Bugün açlık grevlerinin 55’inci günü... Bu süreçte Diyarbakır’a, bölgeye gitmeden ve insanlarla konuşmadan bu sorun hakkında fikir beyan edenleri gerçekten anlamıyorum! Zira siyasi görüşü ne olursa olsun, Diyarbakır’da hemen herkes açlık grevleri ve öne sürülen taleplere saygı gösteriyor.

Namık Durukan’la Diyarbakır’da geçirdiğimiz dört günde, çaycısından imamına, AKP’lisinden BDP’lisine, kiminle konuşursak konuşalım ortak üç tema öne çıktı:
1- Açlık grevlerinin talimatla yapılamayacağına, bireylerin kendi iradeleriyle yapıldığına dair inanç.

2- Taleplerin haklı, özellikle anadilde eğitimin tüm Kürtlerin talebi olduğu... Öcalan’a tecridin kaldırılmasının ise pek çok gerginliğe son verebileceği.

3- Cezaevinden bir cenaze çıkarsa, büyük karmaşanın yaşanacağı, insanların sokaklara döküleceği... En sık duyduğum tanım, “duygusal kopuş yaşanmasın”.

Halk buna hazır

Kürtlerin çoğu, izlenen politikaların ayrımcılığı ve şiddeti körüklediğini belirterek, “bölünme”yi kendilerinin değil Batı’da yaşayan Türklerin ve iktidarın gerçekten istediğini düşünmeye başlamış...

Şiddet ortamının sürdüğünü, yazın her gün onlarca gencin öldüğünü, sivillere yönelik eylemler sürdükçe “barış arzusu”nun kamuoyuna nasıl anlatılacağını sordum.

Genel olarak, atılacak adımların çok basit olduğunu, Oslo sürecinde kimsenin ayağa kalkmadığını, “Halk buna hazır değil” söyleminin de yalan olduğunu düşünüyorlar... Robovski (Uludere) katliamından sonra hükümetin aldığı tavrı kimse, ama hiç kimse kabullenemiyor, anlamıyor ve özür bekliyor.

Tek umudum vicdan sahipleri

Tutuklu ve hükümlü ailelerin dayanışması amacıyla 2000’de kurulan TUHAD-FED’in genç başkanı Zübeyde Teker’e soruyorum: “Derdinizi anlatmak için tüm meşru yolları denediniz mi?”

Şöyle cevaplıyor: “Evet, denedik.
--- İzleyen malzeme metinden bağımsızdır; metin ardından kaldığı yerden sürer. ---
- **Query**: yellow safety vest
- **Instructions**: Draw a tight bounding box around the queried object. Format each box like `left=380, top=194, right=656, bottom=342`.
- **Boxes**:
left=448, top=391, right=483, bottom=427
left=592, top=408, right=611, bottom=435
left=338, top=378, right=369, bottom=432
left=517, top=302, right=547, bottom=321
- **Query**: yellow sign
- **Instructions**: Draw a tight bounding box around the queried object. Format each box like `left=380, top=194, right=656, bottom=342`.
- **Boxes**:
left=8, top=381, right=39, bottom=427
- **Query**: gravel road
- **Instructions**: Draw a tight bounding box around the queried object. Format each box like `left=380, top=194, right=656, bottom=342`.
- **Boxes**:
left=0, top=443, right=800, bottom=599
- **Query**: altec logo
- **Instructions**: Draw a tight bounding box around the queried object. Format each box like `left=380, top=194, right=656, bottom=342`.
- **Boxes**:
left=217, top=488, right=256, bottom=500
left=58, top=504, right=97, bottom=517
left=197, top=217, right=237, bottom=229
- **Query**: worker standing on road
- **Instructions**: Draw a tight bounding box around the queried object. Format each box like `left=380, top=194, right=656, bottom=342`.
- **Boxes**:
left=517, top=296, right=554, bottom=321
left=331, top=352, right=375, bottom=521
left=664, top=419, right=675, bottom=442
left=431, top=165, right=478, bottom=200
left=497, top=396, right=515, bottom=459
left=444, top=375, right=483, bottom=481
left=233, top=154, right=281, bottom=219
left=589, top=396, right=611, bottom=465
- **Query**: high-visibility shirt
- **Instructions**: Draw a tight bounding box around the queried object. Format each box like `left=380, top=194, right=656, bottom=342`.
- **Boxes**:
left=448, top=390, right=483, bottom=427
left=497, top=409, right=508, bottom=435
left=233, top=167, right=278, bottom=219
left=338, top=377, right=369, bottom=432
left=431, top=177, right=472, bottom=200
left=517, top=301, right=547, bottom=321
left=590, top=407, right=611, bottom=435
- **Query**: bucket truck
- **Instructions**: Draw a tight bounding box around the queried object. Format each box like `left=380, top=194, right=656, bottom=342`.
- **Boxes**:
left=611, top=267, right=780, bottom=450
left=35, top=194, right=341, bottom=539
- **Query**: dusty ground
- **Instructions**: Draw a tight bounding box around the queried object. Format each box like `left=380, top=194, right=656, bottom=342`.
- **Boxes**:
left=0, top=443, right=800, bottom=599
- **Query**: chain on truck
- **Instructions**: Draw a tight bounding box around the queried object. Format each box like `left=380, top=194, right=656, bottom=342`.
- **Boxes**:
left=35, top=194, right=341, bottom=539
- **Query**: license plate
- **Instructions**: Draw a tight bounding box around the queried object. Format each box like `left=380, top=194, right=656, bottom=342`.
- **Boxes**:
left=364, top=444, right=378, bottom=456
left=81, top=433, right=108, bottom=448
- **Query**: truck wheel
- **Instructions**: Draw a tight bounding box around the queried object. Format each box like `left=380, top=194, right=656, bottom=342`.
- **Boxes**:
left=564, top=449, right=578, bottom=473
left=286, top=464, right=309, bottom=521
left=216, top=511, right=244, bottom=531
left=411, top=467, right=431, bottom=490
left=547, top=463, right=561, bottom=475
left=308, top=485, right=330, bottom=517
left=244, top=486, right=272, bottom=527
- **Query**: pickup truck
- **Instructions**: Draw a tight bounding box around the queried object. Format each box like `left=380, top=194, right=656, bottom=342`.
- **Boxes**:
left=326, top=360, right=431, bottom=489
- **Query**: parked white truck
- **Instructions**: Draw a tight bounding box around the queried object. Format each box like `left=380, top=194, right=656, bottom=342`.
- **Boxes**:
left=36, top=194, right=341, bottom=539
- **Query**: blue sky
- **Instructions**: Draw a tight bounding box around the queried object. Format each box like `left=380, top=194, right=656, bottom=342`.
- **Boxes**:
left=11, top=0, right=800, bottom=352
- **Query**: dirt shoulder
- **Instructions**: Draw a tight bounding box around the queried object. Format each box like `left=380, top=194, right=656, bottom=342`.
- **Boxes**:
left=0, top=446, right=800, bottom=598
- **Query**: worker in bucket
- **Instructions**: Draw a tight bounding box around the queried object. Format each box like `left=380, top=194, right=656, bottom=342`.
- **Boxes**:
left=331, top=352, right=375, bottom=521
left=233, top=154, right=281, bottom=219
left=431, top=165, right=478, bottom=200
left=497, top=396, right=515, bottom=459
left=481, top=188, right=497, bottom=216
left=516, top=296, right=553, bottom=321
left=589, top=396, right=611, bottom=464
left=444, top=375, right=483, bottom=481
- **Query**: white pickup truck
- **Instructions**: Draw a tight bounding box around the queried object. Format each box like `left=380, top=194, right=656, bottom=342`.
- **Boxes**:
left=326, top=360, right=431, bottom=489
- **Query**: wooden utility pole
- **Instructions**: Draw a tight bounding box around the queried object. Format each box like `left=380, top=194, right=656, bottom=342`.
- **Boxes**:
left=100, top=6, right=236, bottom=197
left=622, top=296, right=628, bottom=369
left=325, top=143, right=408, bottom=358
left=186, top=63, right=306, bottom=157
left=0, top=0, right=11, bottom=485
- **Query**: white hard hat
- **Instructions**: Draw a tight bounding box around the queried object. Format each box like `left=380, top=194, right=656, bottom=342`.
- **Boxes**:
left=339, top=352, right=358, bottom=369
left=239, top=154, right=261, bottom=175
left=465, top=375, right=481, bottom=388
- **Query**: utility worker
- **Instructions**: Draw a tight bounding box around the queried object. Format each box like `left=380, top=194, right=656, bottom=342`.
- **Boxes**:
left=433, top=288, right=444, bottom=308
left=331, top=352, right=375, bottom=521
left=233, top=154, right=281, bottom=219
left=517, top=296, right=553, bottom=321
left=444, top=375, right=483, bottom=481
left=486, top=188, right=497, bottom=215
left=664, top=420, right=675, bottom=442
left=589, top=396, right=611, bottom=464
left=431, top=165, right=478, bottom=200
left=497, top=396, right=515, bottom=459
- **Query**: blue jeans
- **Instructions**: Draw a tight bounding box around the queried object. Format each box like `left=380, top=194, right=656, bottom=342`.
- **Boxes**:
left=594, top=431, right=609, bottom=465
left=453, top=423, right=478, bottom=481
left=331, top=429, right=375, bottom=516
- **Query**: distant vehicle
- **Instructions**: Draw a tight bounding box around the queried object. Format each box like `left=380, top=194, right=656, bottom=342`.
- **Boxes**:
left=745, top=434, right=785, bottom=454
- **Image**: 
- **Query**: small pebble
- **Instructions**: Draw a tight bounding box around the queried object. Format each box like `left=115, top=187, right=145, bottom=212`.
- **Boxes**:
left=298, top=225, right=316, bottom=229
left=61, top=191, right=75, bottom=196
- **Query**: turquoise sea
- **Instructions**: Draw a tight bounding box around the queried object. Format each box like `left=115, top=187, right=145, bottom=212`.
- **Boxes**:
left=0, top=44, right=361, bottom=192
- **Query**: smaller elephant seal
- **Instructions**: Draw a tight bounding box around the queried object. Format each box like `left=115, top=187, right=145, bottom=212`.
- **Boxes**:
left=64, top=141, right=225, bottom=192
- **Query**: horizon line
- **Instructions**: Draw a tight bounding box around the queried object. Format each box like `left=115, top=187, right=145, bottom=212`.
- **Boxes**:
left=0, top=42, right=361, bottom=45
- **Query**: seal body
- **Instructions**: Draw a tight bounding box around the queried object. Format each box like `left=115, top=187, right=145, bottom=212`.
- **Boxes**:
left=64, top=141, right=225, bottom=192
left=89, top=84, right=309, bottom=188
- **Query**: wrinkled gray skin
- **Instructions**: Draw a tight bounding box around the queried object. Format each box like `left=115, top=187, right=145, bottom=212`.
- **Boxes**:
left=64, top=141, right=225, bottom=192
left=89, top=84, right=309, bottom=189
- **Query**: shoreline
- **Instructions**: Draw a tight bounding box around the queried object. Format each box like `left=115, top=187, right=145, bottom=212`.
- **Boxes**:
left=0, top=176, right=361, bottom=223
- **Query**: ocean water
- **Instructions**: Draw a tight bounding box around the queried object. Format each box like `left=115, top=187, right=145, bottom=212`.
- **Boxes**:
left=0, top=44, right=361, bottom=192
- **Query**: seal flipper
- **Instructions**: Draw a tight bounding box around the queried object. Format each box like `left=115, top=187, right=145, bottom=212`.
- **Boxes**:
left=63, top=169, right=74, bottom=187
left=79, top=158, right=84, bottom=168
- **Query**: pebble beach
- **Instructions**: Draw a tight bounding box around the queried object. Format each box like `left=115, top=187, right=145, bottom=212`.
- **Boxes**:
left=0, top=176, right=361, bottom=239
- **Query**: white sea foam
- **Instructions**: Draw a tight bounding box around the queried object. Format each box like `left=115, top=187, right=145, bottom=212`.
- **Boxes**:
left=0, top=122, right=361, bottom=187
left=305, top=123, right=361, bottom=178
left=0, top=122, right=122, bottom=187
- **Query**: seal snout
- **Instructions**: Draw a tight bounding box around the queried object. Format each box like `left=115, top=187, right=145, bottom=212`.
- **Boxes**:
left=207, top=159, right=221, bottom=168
Hiçbirinden cevap gelmedi. Altı aydır cezaevlerinin önündeyiz, içerideki şartlara ve tecride dikkat çekmek için. Ama bunlar yansıtılmadı. Bakanlığa dilekçe verdik, soruşturma açıldı. Bu noktada hükümetten beklentimiz yok. Tek umudum, bu ülkede hâlâ vicdan sahibi insanların olması. Aydınlar, gençler, kadınlar... Bir arada  yaşamak icin seslerini yükseltebilirler. Halklar “dur” dediğinde hükümetler politikalarını gözden geçirebilir. Bu umut beni ayakta tutuyor. Bu umut,  belki cezaevlerinden cenazelerin çıkmasını engelleyecek.”
Bugün, açlık grevinin 55’inci günü... Meseleye siyasi bir dayatma değil, insani gözle bakıp çözüm bulmak her şeyden önemli ve her şeyin üstünde.

Aksi takdirde yaşanacak zararı, acıyı ve kopmayı telafi etmek, her zamankinden zor olacak...

Kim muhatap alınacak?

Zübeyde Teker, açlık grevleriyle ilgili bilgi verdi:

* Açlık grevinde olanların büyük çoğunluğu KCK’dan tutuklu, yani siyasi tutuklular. Uzun yıllardır cezaevinde olanlar var.

* Açıkçası, adalet mekanizması intikamcı bir mekanizmaya dönüştü. Kürt ve Kürt kimliği üzerinde kim bir şey söylüyorsa, cezalandırılıyor. Bir yıldır yaptığım bütün basın açıklamalarına dava açıldı.

* Aslında grevler şubatta başladı. O dönem Öcalan müdahale etti, doğru bulmadığını söyledi, sonlandı. Eylülde bu süreci kendi iradeleriyle başlattılar.

* Dışarıdan talimat söz konusu değil, ancak cezaevinde her birey örgütlüdür. Kararlarını ortak alıyorlar. 660 kişi devam ediyor.

* Gelsinler ovada siyaset yapsınlar dediler, şu anda ova siyasetinden binlerce kişi tutuklandı! BDP muhatap alınmıyor. Öcalan alınmıyor. Kim alınacak?